Shortly after the New Horizons flyby, Stern suggested a Charon lander as a follow-up that would observe Pluto from Charon's surface. However, such a lander would only observe the Charon-facing hemisphere of Pluto, as Pluto and Charon are tidally locked. Since the Houston workshop, Stern changed his mind to advocate instead for a Cassini-style orbiter that would use Charon's gravity to adjust its orbit while studying Pluto and its moons. The probe could use electric propulsion similar to NASA's Dawn mission. It would then have the option of using Charon's gravity to leave the Pluto system after all Pluto science objectives are completed and study new KBOs beyond Pluto. Stern envisaged the probe being launched in 2030, marking the 100th anniversary of Pluto's discovery, and spending 7–8 years traveling to the Pluto system.

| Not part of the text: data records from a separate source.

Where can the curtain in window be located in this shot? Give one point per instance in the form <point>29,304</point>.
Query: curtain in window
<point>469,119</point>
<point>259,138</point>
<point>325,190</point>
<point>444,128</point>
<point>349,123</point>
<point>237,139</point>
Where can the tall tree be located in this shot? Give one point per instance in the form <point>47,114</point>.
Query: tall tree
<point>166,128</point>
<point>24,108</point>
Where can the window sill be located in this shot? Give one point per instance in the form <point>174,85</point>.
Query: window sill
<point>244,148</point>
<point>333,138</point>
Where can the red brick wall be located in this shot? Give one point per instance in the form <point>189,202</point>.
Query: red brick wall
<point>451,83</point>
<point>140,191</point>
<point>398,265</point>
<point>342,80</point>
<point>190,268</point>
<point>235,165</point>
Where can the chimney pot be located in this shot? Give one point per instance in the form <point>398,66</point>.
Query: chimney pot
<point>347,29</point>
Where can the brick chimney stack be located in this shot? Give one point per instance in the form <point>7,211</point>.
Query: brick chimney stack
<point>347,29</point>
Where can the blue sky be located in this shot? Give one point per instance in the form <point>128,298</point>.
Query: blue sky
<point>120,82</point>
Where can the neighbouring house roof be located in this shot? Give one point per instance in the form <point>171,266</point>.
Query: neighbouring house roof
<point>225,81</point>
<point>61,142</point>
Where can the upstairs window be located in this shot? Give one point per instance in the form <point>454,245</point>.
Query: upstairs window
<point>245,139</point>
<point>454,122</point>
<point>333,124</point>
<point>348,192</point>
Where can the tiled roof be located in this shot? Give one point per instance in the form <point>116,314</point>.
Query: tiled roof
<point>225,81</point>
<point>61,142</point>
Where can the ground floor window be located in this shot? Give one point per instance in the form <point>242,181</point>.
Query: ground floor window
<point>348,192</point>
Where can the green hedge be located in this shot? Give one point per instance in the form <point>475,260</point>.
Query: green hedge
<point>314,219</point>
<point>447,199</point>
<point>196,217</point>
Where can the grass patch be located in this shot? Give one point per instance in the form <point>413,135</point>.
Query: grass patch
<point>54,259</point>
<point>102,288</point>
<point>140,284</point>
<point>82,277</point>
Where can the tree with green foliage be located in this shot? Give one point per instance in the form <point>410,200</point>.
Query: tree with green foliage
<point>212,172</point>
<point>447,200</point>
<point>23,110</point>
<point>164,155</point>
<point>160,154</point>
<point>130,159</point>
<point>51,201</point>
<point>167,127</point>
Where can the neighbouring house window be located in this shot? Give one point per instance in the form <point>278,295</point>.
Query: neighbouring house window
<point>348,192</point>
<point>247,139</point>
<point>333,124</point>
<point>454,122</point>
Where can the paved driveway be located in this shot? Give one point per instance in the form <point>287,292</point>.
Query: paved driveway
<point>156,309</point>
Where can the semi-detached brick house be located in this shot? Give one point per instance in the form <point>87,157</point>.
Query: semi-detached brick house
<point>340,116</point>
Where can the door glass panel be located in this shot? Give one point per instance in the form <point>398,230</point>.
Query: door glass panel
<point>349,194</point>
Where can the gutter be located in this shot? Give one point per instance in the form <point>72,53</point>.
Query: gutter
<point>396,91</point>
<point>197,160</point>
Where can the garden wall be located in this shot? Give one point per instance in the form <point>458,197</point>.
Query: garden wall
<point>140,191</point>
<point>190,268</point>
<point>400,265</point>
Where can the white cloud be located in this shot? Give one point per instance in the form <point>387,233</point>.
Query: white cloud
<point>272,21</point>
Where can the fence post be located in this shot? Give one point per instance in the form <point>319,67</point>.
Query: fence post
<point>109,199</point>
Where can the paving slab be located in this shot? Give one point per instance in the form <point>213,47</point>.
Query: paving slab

=== Fusion-Enabled Pluto Orbiter and Lander ===
The Fusion-Enabled Pluto Orbiter and Lander was a 2017 phase I report funded by the NASA Innovative Advanced Concepts (NIAC) program. The report, written by principal investigator Stephanie Thomas of Princeton Satellite Systems, Inc., describes a Direct Fusion Drive (DFD) mission to Pluto. A fusion reactor would be used to send a 1000 kg orbiter and lander to the Pluto system in only four years (more than twice as fast as New Horizons).

=== Pluto Hop, Skip, and Jump ===
Global Aerospace Corporation presented a Pluto lander concept titled "Pluto Hop, Skip, and Jump" at the 2017 NIAC Symposium in Denver, Colorado. The concept describes an entrycraft that would brake using the drag of Pluto's thin but highly extended atmosphere. Once on Pluto's surface, the vehicle would exploit Pluto's low gravity to hop between sites using propellant. This is similar to NASA's Triton Hopper concept for exploring Neptune's largest moon Triton.

=== Persephone ===
Another proposal submitted to NASA in 2020 is an orbital probe of the Pluto & Charon system, named "Persephone".

It would be powered by 5 RTGs, contain several high-resolution cameras, and orbit for 3 years. A key goal would be to determine whether there is a subsurface ocean on Pluto. Estimated cost would be $3 billion.